Memoria

Valbuena: el maestro que acompañó desde Asturias a los "niños de Rusia" y que murió en el Gulag

Un libro escrito por su nieto, Gonzalo Barrena, recupera la memoria del profesor que educó en Leningrado a los evacuados desde El Musel y que luego sufrió las purgas de Stalin

El maestro Valbuena, en el centro de la imagen, rodeado de niños, otros maestros y educadores en Leningrado en 1938.

El maestro Valbuena, en el centro de la imagen, rodeado de niños, otros maestros y educadores en Leningrado en 1938.

Eduardo Lagar

Su sobrina Celia recuerda así al maestro Nicolás Díaz Valbuena (1891-1942): "Quería cambiar el mundo y no pudo hacerlo". No pudo hacerlo porque, como a tantos en las convulsas décadas que le tocó vivir del siglo XX, aquel mundo que quería transformar acabó llevándoselo por delante. Diez Valbuena fue uno de los maestros que acompañó desde El Musel a los "Niños de Rusia", evacuados en la Guerra Civil para ponerlos a salvo del conflicto. El maestro Valbuena, al que siguieron a la Unión Soviética su esposa y su hija, fue profesor en la Casa número 9, uno de los internados creados en Leningrado para acoger a los hijos de los republicanos. Pero la vida de aquel docente, de camisa siempre blanca y pantalones bien planchados, un "excelente" profesor de Matemáticas preocupado también por enseñar la estética aristotélica y por mantener fresco el recuerdo de España, se torció al toparse con las purgas estalinistas que arrasaron la URSS. Una denuncia anónima en 1941, probablemente de una mujer española, lo convirtió en alguien "indispuesto enemistosamente hacia la Unión Soviética". Lo detuvieron y fue enviado al Gulag. Falleció ese mismo año, en lugar desconocido, a causa de una neumonía, mientras era trasladado de un campo de concentración a otro.

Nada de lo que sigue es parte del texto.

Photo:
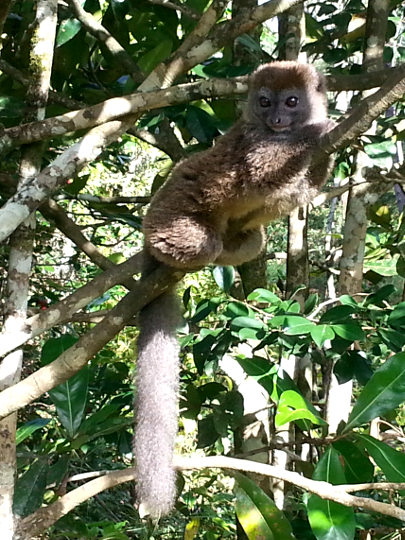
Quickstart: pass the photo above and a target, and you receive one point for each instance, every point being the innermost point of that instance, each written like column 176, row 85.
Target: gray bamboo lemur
column 258, row 171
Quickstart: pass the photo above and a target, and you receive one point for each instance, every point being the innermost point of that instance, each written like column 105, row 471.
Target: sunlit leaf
column 330, row 520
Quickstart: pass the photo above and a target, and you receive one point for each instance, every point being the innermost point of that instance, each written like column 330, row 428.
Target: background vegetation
column 292, row 385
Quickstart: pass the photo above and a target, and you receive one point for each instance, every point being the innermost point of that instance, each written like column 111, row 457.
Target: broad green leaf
column 390, row 461
column 204, row 308
column 70, row 400
column 321, row 333
column 27, row 429
column 260, row 369
column 70, row 397
column 383, row 392
column 57, row 471
column 292, row 406
column 385, row 267
column 30, row 488
column 357, row 466
column 257, row 513
column 67, row 30
column 350, row 332
column 295, row 325
column 330, row 520
column 263, row 295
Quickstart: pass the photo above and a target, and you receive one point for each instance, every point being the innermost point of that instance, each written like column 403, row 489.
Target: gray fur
column 157, row 387
column 212, row 209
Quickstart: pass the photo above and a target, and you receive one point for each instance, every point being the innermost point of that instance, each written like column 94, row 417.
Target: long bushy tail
column 157, row 386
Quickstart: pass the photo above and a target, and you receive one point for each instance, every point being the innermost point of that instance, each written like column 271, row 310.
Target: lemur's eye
column 292, row 101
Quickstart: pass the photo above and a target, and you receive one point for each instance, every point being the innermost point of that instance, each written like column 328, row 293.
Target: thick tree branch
column 72, row 360
column 120, row 55
column 64, row 310
column 65, row 166
column 43, row 518
column 119, row 107
column 177, row 7
column 360, row 118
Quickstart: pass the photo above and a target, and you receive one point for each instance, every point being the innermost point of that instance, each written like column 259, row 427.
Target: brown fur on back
column 212, row 209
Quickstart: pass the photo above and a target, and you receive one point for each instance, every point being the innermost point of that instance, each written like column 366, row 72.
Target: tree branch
column 96, row 29
column 72, row 360
column 42, row 519
column 64, row 310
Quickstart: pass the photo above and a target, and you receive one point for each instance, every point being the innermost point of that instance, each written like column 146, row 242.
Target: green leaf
column 263, row 295
column 30, row 488
column 310, row 303
column 381, row 152
column 67, row 30
column 89, row 426
column 397, row 316
column 204, row 308
column 260, row 369
column 27, row 429
column 295, row 325
column 347, row 300
column 350, row 332
column 385, row 267
column 247, row 322
column 292, row 406
column 379, row 296
column 70, row 397
column 330, row 520
column 390, row 461
column 154, row 57
column 257, row 513
column 337, row 314
column 384, row 391
column 224, row 277
column 57, row 471
column 236, row 309
column 207, row 434
column 357, row 467
column 392, row 338
column 321, row 333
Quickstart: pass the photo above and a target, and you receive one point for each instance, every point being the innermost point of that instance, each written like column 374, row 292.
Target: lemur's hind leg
column 241, row 247
column 185, row 242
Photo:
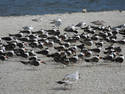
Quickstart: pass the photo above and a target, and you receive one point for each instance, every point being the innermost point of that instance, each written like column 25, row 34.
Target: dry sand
column 16, row 78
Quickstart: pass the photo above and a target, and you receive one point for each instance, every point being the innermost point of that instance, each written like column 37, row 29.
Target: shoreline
column 16, row 78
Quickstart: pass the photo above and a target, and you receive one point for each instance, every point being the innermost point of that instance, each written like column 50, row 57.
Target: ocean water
column 39, row 7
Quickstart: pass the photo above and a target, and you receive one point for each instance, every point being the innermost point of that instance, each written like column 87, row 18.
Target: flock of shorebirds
column 77, row 43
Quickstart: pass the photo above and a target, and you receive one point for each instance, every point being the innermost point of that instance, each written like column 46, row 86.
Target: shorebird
column 70, row 79
column 57, row 22
column 27, row 28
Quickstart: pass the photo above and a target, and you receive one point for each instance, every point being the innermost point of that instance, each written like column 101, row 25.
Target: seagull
column 28, row 28
column 70, row 79
column 56, row 22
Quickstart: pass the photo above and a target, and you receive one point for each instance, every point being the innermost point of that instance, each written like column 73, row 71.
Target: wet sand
column 16, row 78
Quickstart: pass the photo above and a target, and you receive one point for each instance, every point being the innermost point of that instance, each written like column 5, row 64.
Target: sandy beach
column 16, row 78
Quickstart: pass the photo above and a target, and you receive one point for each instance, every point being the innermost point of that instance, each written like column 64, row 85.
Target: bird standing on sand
column 27, row 28
column 70, row 79
column 57, row 22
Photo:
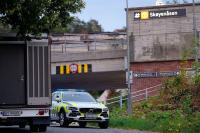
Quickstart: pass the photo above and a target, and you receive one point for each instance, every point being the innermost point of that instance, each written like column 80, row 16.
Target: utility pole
column 195, row 34
column 128, row 62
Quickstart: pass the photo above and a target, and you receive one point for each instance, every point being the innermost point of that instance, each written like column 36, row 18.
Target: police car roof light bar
column 70, row 90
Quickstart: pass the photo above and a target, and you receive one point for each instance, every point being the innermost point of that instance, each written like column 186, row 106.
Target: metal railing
column 73, row 46
column 134, row 96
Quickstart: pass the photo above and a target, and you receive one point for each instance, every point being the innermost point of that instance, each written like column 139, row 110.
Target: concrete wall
column 161, row 39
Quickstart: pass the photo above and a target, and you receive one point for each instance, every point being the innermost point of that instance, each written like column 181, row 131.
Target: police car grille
column 90, row 110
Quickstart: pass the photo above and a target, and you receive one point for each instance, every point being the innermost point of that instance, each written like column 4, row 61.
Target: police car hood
column 84, row 104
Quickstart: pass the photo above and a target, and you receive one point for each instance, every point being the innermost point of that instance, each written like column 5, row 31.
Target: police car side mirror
column 98, row 100
column 57, row 99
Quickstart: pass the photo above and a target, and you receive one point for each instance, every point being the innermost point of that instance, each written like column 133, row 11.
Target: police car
column 70, row 105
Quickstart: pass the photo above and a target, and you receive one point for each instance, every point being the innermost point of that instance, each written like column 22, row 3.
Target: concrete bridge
column 107, row 70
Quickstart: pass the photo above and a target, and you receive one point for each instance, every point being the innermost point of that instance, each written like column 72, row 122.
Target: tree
column 90, row 26
column 38, row 16
column 94, row 26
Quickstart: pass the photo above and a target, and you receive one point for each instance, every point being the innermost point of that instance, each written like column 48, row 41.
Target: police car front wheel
column 104, row 125
column 82, row 124
column 63, row 120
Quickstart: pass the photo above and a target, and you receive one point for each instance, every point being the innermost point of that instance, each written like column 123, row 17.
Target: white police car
column 70, row 105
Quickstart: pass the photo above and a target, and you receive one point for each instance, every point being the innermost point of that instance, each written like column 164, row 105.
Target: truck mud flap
column 41, row 120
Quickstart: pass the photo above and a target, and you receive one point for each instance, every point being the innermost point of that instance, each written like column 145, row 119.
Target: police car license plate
column 90, row 116
column 11, row 113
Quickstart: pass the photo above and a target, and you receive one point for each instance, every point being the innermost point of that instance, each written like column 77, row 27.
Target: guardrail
column 146, row 93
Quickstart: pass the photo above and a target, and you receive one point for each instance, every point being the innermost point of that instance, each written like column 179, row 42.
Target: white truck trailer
column 25, row 82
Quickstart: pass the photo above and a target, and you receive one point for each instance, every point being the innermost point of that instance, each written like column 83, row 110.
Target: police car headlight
column 73, row 108
column 105, row 109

El nieto del "camarada Valbuena" –pedía a todos que lo llamaran así- es Gonzalo Barrena, profesor de Filosofía en el Instituto de Cangas de Onís. Acaba de recuperar esta historia en el libro "Nicolás Diez Valbuena. Memoria incompleta de un maestro", editado por La Memoria del Norte y escrito a medias con la escritora y periodista María Llanos Kassheeva, doctora en Filología por la Universidad Lomonósov de Moscú. María Llanos es hija de uno de aquellos "Niños de Rusia" que fueron alumnos de Valbuena.

El docente durante una de sus clases en el internado de Leningrado.

El docente durante una de sus clases en el internado de Leningrado.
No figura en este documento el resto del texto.